(Originally published 1/17/09)
Every presidential inauguration is an historic event.
But Tuesday offers us history-plus, if that's possible, in a chance to bear eyewitness to an event that millions in this country never dared to imagine: A black American sworn into the presidency.
History has an interesting way of weaving things together. Barack Obama's inauguration will take place the day after the United States celebrates the 80th anniversary of the birth of its foremost civil rights leader, Dr. Martin Luther King, Jr.
Race will figure prominently in events throughout inauguration weekend. There will be no end to the comparisons between Obama and President Abraham Lincoln and even to King himself.
Obama won't shy from these comparisons: He'll swear in on the Bible that Lincoln used to take the oath of office and will likely borrow from King, as he did during the campaign, by invoking "the fierce urgency of now."
Just about every journalist with a microphone or a laptop will gush about how President Obama is living proof of how far we’ve come on race relations in this country.
Yes, Obama's election is progress. But a black president is not in itself the embodiment of King’s dream.
On a sweltering August day in 1963, King told 250,000 Americans gathered on the Washington Mall about his dream for this country. In equal parts eloquence and passion, he described a nation where citizens of every color could live and work side by side; where character, not color, mattered; where social justice thrived and where no one is left "languishing in the corners of American society."
Yes, the new president is surely incontrovertible evidence that the down payments of blood that were paid on a bridge in Selma and in the streets of Birmingham and in jail cells and busses and schools all across the South are paying their dividends of equality.
But in looking at the country itself, we find new barriers –- social and cultural lines that have been drawn since King's speech –- that are incontrovertible evidence that his dream remains unrealized.
King dreamed of a homogenous culture even in the face of racial diversity. He dreamed that one day, race would dissipate, then disappear altogether, as a driving factor in American culture –- even he supported race-conscious social policies like affirmative action as a means to achieve that end.
I often wonder what MLK would have thought of our culture today.
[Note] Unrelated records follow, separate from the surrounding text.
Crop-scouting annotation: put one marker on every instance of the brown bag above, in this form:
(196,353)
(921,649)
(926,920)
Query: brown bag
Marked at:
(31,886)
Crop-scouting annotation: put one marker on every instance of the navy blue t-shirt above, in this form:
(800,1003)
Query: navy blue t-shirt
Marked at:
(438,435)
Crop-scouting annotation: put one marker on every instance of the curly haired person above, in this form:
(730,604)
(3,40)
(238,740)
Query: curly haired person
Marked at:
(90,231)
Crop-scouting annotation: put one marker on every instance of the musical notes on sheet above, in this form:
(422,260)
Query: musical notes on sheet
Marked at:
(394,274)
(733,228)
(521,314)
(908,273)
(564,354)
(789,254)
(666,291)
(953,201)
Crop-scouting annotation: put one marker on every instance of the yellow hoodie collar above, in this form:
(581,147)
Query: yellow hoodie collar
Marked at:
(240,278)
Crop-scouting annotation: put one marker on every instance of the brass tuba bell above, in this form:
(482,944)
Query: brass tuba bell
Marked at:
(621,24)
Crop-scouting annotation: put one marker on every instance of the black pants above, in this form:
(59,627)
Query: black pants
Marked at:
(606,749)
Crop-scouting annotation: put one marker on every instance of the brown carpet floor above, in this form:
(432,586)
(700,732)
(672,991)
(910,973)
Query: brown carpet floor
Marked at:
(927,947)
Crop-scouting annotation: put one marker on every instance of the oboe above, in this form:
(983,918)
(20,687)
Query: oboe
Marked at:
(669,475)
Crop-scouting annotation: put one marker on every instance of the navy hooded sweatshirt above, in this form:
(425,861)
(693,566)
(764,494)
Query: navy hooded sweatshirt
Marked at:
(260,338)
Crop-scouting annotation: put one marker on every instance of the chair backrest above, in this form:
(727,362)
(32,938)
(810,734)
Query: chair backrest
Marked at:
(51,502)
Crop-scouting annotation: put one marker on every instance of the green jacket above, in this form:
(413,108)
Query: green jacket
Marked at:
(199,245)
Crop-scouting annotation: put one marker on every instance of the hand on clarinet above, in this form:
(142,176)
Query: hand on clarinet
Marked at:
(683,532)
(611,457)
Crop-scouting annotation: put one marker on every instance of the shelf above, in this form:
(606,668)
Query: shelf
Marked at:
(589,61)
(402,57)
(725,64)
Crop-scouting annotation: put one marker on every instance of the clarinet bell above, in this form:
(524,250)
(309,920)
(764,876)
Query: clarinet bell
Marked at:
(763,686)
I like to think he would have concerned himself a lot more with the social realities of black Americans than how many black Americans coach college football teams.
Obama's candidacy exposed the uncomfortable racial divide that continues to persist in America. He gave a powerful and poignant speech about it back in April, when white Americans struggled with what to make of the Rev. Jeremiah Wright.
On Tuesday, Obama will take his place in the landscape of King's dream, but that dream will remain unfulfilled. As the scaffolding and bunting come down, and as cherry blossoms bloom and winter returns and midterms advance and Obama begins to run for re-election, it will fall to him to set an example and pursue public policies that will move that dream toward reality.